Re: [PATCH] arm64/signal: Don't assume that TIF_SVE means we saved SVE state

From: Dave Martin
Date: Tue Jan 30 2024 - 09:45:07 EST


On Tue, Jan 30, 2024 at 02:09:34PM +0000, Mark Brown wrote:
> On Tue, Jan 30, 2024 at 11:51:07AM +0000, Will Deacon wrote:
> > On Fri, Jan 19, 2024 at 12:29:13PM +0000, Mark Brown wrote:
>
> > > - if (test_thread_flag(TIF_SVE))
> > > + if (current->thread.fp_type == FP_STATE_SVE)
> > > sve_to_fpsimd(current);
> > > }
>
> > I don't think this hunk applies on -rc2 ^^.
>
> Hrm, git seemed to figure out a rebase with no intervention - I've
> thrown it at my CI and will resend assuming no changes from the rest of
> the discussion.
>
> > > - if (add_all || test_thread_flag(TIF_SVE) ||
> > > + if (add_all || current->thread.fp_type == FP_STATE_SVE ||
> > > thread_sm_enabled(&current->thread)) {
> > > int vl = max(sve_max_vl(), sme_max_vl());
>
> > I think this code is preemptible, so I'm struggling to understand what
> > happens if the fp_type changes under our feet as a result of a context
> > switch.
>
> We are relying here on having forced a flush of the floating point
> register state prior to this code running, simple preemption won't
> change the state from what was already saved. The same consideration
> also applies to the check for streaming mode here.
>
> That said if this is preempted ptrace *could* come in and rewrite the
> data or at worst change the vector length (which could leave us with
> sve_state deallocated or a different size, possibly while we're in the
> middle of accessing it). This could also happen with the existing check
> for TIF_SVE so I don't think there's anything new here - AFAICT this has
> always been an issue with the vector code, unless I'm missing some
> bigger thing which excludes ptrace. I think any change that's needed
> there won't overlap with this one, I'm looking.

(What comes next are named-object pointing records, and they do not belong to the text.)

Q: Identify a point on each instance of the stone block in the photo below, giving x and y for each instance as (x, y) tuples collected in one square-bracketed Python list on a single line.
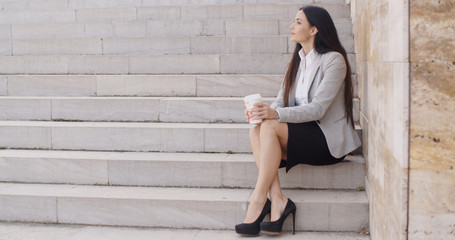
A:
[(238, 85), (5, 31), (41, 16), (24, 135), (164, 2), (261, 11), (5, 47), (215, 2), (103, 3), (147, 85), (106, 109), (48, 30), (126, 29), (106, 14), (159, 13), (174, 64), (254, 64), (72, 46), (142, 212), (208, 45), (352, 62), (201, 110), (251, 27), (34, 64), (212, 12), (234, 138), (51, 85), (257, 45), (193, 207), (170, 169), (128, 137), (3, 86), (35, 5), (41, 167), (108, 137), (13, 108), (91, 64), (239, 45), (28, 208), (185, 28), (182, 139), (146, 46)]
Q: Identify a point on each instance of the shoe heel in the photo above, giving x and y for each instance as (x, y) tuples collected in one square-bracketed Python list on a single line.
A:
[(293, 223)]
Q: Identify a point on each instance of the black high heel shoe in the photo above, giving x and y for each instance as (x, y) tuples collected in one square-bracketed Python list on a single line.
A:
[(275, 227), (253, 229)]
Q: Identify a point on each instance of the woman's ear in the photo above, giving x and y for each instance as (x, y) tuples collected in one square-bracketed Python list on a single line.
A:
[(313, 31)]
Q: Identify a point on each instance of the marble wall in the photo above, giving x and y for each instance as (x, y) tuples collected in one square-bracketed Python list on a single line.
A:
[(381, 29), (432, 136)]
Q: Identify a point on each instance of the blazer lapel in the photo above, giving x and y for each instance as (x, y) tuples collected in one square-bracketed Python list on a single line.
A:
[(312, 77)]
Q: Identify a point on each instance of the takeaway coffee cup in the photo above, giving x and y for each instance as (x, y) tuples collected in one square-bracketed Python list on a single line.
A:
[(250, 100)]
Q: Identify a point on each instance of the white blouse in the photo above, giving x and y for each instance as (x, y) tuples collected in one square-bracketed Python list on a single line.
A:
[(307, 64)]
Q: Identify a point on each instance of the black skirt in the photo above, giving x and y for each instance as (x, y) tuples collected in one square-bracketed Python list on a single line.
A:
[(307, 145)]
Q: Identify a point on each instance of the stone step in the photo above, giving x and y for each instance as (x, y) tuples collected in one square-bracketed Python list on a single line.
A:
[(153, 28), (155, 64), (143, 85), (135, 109), (131, 136), (168, 13), (156, 45), (140, 85), (317, 210), (168, 170), (120, 136), (22, 231)]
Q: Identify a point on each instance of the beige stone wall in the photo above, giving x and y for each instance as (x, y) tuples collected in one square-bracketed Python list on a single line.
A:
[(381, 30), (432, 146)]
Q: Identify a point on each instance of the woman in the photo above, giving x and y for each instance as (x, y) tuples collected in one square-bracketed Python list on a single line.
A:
[(310, 121)]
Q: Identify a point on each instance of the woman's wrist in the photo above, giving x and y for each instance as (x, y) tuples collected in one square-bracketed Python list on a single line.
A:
[(275, 114)]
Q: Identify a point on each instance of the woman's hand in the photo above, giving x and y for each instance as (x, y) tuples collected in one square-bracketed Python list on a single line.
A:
[(263, 111)]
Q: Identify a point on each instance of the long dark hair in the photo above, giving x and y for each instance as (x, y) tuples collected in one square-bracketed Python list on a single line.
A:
[(326, 40)]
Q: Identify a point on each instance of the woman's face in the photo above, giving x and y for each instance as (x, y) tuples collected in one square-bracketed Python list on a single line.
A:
[(301, 31)]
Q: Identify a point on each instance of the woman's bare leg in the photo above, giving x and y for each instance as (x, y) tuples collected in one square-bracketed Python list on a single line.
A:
[(268, 140)]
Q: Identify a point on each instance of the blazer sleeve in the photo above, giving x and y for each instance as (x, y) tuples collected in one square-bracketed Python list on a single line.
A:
[(333, 75)]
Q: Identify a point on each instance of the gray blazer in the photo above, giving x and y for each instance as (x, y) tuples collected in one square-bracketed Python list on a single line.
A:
[(325, 105)]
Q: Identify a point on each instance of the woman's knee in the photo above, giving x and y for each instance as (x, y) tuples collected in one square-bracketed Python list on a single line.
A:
[(269, 125), (254, 132)]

I'm pretty sure that terrible things will happen treewide if ptrace can
ever access or manipulate the internal state of a _running_ task.

I think the logic is that any ptrace call that can access or manipulate
the state of a task is gated on the task being ptrace-stopped. Once we
have committed to deliveing a signal, we have obviously run past the
opportunity to stop (and hence be ptraced) on that signal.

Cases where a multiple signals are delivered before acutally reaching
userspace might want some thought.

I haven't tracked down the smokeproof gun in the code yet, though.


>From memory, I think that the above forced flush was there to protect
against the context switch code rather than ptrace, and guarantees that
any change that ctxsw _might_ spontaneously make to the task state has
already been done and dusted before we do the actual signal delivery.
This may be a red herring so far as ptrace hazards are concerned.

Cheers
---Dave